Uśmiechnęłaś się delikatnie, przypominając sobie o tym, że Byun, postanowił szybciej wrócić do domu. Oparłaś się o blat, upijając łyk świeżo zaparzonej kawy, nim zdążyłaś odłożyć naczynie, poczułaś ogromne pieczenie w okolicy bioder. Pisnęłaś przerażona , upuszczając kubek, który roztrzaskał się z hukiem na podłodze. Uniosłaś szybko koszulkę, na twoim brzuchu widniały świeże, czerwone ślady po dłoniach. Dotknęłaś opuszkami palców jedno ze śladów przez co momentalnie zaczęła z rany lecieć ci krew. Przyłożyłaś sobie szybko jedną z chusteczek do krwawiącego miejsca, szepcząc.
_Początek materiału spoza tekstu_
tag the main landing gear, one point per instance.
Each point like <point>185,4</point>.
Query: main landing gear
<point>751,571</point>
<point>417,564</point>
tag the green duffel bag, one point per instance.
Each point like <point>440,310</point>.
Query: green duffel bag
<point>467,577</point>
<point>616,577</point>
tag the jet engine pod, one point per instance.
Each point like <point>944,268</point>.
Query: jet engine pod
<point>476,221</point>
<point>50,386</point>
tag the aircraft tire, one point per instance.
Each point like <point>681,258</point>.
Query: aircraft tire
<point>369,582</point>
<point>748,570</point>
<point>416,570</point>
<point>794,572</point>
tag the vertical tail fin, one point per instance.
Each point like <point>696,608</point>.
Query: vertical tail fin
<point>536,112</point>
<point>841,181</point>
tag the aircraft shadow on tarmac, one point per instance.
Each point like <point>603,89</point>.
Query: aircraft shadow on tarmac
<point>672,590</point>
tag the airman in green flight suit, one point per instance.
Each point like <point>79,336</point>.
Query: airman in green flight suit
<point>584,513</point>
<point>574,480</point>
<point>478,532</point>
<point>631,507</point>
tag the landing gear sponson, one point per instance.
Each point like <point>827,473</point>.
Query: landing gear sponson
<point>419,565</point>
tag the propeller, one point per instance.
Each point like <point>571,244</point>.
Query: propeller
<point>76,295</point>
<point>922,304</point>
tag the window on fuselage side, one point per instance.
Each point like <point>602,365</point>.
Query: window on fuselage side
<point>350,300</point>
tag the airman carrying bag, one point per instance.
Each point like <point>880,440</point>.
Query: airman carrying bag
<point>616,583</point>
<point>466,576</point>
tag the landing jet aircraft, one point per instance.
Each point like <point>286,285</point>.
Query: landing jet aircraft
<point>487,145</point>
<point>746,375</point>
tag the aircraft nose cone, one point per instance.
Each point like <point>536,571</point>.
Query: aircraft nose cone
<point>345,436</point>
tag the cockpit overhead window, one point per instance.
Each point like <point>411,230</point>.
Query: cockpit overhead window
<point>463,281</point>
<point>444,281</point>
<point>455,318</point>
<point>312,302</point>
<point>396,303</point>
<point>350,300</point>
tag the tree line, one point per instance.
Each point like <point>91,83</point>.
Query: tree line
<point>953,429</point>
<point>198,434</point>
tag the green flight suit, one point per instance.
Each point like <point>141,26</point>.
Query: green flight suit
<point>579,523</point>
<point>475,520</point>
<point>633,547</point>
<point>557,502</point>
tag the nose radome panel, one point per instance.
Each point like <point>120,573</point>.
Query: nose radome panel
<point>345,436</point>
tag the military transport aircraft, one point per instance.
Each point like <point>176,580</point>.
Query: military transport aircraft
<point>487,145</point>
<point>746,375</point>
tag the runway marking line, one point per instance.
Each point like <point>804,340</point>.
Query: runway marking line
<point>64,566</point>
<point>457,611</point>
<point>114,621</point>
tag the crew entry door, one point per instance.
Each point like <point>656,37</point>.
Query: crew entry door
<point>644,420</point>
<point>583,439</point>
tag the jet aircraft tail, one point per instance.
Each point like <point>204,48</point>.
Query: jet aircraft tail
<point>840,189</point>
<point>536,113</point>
-Daj mi spokój. Odczep się ode mnie.
-Nie mogę. Już jesteś moja - dobiegł cię szept tuż przy uchu, odwróciłaś głowę w prawą stronę przez co, twoje i Luhan'a usta się zetknęły. Momentalnie i one zaczęły cię piec.
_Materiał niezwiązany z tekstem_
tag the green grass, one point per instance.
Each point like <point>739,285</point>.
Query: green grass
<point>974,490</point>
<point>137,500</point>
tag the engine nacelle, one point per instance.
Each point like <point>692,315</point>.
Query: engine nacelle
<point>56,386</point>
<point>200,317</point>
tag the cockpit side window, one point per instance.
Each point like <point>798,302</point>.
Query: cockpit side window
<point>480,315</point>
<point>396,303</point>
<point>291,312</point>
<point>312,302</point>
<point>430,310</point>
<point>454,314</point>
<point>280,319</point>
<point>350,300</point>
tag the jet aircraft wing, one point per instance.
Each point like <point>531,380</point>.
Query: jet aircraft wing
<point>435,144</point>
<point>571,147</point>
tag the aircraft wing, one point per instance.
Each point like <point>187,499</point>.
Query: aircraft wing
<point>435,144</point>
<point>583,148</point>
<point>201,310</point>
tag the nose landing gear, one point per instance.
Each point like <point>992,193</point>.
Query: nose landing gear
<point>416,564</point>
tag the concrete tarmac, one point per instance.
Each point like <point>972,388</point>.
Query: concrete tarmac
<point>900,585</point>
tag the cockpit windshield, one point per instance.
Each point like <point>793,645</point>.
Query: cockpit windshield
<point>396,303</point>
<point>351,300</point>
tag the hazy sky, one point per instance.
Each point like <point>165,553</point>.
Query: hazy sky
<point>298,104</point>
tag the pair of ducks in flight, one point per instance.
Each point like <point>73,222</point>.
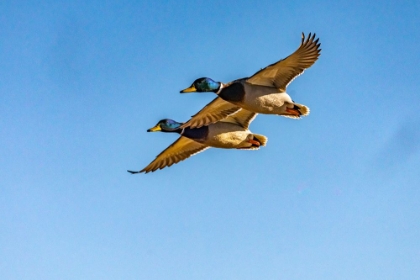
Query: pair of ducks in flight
<point>224,122</point>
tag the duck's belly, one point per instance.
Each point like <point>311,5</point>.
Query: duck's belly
<point>228,136</point>
<point>265,100</point>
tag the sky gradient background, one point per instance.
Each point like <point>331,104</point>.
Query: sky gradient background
<point>335,195</point>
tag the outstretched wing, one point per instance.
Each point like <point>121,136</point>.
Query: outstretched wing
<point>211,113</point>
<point>282,72</point>
<point>242,117</point>
<point>181,149</point>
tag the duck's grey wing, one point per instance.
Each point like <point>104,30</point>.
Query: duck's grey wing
<point>181,149</point>
<point>242,117</point>
<point>282,72</point>
<point>211,113</point>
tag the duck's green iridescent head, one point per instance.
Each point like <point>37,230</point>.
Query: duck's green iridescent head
<point>203,85</point>
<point>165,125</point>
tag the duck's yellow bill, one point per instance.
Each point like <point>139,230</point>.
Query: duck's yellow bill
<point>190,89</point>
<point>154,129</point>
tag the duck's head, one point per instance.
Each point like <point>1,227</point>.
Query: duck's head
<point>165,125</point>
<point>203,85</point>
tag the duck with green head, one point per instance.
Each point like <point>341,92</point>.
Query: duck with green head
<point>229,133</point>
<point>264,92</point>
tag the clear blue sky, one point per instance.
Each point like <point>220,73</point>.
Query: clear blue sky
<point>335,195</point>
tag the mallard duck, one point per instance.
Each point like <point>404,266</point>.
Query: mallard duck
<point>229,133</point>
<point>264,92</point>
-Przestań! Przestań to robić do cholery! - krzyknęłaś, ocierając usta z krwi - odejdź stąd. Zatruwaj życie komuś innemu! - dodałaś, wybiegając z kuchni.
Zamknęłaś się w łazience, usiadłaś pod jedną ze ścian, chowając twarz w dłoniach. Całe twoje ciało było pokryte bliznami, ranami i sinymi śladami dłoni Luhan'a.
-Zdajesz sobie sprawę z tego, że nigdy nie dam ci spokoju, prawda? - usłyszałaś dobrze znany ci głos dobiegający zza drzwi - jesteś moja ___.
-Nie! Nie jestem! Nigdy nie byłam i nie będę!- krzyknęłaś, płacząc coraz głośniej - prędzej zginę - dodałaś szeptem.
Brunet, pokręcił głową, opierając się o drzwi do łazienki. Czuł się winny nawet bardzo. Nie potrafił się pohamować, więc przez to cierpiałaś. Za każdym razem, gdy sprawiał ci ból dotykiem, pocałunkiem na jego dłoniach pojawiały się liczne ślady. Robił wszystko by cierpieć tak mocno, jak ty.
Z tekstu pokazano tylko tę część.